Why don’t the doctors just form a union and then we’d have some pull around this place? It’s illegal and you will be arrested for it. For some reason it is ok for nurses to have unions to stick up for themselves, their hours, etc… but doctors can not. When did they finally get residencies to decrease to 80 hours per week? Was it when the residents and interns went on strike? No. It was when the literature started showing decreases in patient outcomes and not until then. Show me the non-nurse non-physician funded study that shows that nurses and doctors have the same abilities and then let’s have a chat. I guarantee you won’t see an unbiased study with those results.
Unions only work one way. They decrease the amount of work their members have to do and drive up the pay and benefits. They are a one way street. When does a union say, he we realize that compensation is decreasing so we are going to decrease what we are asking for in terms of compensation? Do you think the nursing union will ever say to their members, ‘oh actually you guys aren’t qualified to be full fledged doctors. Try going to get a full medical degree and you will have what you want’. No. They push and push and push to bring the world home for their members. If doctors can’t unionize then down with the nursing unions.

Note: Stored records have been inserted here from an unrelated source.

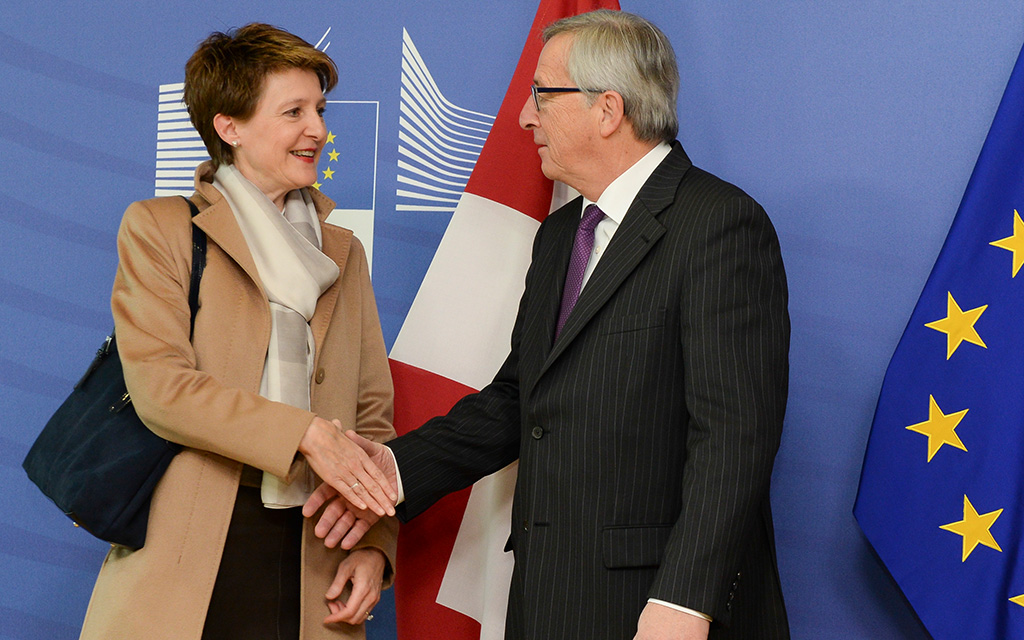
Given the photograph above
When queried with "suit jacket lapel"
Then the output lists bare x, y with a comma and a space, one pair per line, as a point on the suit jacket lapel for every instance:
638, 232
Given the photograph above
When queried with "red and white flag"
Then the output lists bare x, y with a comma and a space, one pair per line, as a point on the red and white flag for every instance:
454, 576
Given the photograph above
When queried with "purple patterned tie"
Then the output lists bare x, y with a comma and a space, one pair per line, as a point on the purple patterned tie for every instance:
578, 263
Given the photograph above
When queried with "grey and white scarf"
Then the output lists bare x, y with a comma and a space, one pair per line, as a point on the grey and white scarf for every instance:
294, 272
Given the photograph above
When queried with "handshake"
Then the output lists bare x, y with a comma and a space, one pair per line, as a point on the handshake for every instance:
359, 482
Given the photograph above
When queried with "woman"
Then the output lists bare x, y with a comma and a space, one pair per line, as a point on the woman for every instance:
286, 339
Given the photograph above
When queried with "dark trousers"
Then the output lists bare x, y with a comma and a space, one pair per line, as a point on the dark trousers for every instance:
256, 596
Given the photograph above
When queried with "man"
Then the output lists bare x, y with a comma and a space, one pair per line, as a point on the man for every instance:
646, 416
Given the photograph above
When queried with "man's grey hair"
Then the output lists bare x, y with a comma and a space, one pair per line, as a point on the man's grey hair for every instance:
623, 52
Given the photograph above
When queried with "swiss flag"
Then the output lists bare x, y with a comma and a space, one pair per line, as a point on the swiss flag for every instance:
453, 574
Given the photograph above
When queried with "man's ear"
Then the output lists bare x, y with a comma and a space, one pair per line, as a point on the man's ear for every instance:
225, 128
611, 112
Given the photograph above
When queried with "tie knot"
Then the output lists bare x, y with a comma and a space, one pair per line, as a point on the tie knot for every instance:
591, 216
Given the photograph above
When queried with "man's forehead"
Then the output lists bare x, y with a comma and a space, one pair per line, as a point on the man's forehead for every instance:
552, 61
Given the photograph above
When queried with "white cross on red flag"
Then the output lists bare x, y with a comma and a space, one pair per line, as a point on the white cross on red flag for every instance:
453, 576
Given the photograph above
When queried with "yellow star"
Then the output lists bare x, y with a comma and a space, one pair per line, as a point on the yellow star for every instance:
974, 528
1014, 244
958, 326
939, 428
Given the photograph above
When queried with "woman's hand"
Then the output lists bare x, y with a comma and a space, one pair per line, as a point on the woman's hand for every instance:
364, 568
345, 467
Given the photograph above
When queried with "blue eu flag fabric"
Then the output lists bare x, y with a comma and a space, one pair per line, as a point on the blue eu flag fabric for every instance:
941, 496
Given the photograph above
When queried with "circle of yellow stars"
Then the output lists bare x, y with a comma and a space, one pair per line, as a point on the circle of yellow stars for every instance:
974, 528
333, 155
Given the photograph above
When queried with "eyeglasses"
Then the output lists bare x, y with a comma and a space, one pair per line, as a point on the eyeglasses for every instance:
537, 90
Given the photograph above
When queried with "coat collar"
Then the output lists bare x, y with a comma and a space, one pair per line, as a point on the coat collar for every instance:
217, 220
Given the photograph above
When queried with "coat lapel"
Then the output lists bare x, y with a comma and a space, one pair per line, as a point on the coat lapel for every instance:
638, 232
337, 243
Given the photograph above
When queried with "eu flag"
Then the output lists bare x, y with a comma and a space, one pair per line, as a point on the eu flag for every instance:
941, 495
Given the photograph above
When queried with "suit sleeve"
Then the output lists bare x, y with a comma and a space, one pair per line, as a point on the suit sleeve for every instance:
734, 337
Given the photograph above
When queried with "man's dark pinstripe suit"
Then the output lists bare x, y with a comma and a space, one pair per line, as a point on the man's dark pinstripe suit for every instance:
646, 432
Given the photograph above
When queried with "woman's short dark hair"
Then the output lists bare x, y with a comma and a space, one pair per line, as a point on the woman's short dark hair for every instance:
226, 73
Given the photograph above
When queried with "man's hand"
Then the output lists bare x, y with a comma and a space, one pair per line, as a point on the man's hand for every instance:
662, 623
342, 521
347, 468
339, 522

@Smash: You make a good point about the nursing unions. I don’t think anyone realizes how harmful these are until the profession is harmed so much from the union that it turns into a mockery of itself. I understand how it is nice to have pay and benefits increased. But eventually that well will be so dried out, that everyone will feel the pain. I always think of people in unions as being the worst of the worst in their professions.
This must be a joke! Nurses have no qualifications whatsoever to take on responsibility like doctors…. these nurses need to realize that their education level is a joke compare to what a doctor has. They just want more and more things that they don’t deserved!! If you want more responsibilities and power than go to fu cking med school! Your lazy ass want to do 2-4 years of nursing and has a equal role of someone like doctor who has over 10+ years of education? This is the biggest joke i’ve ever seen!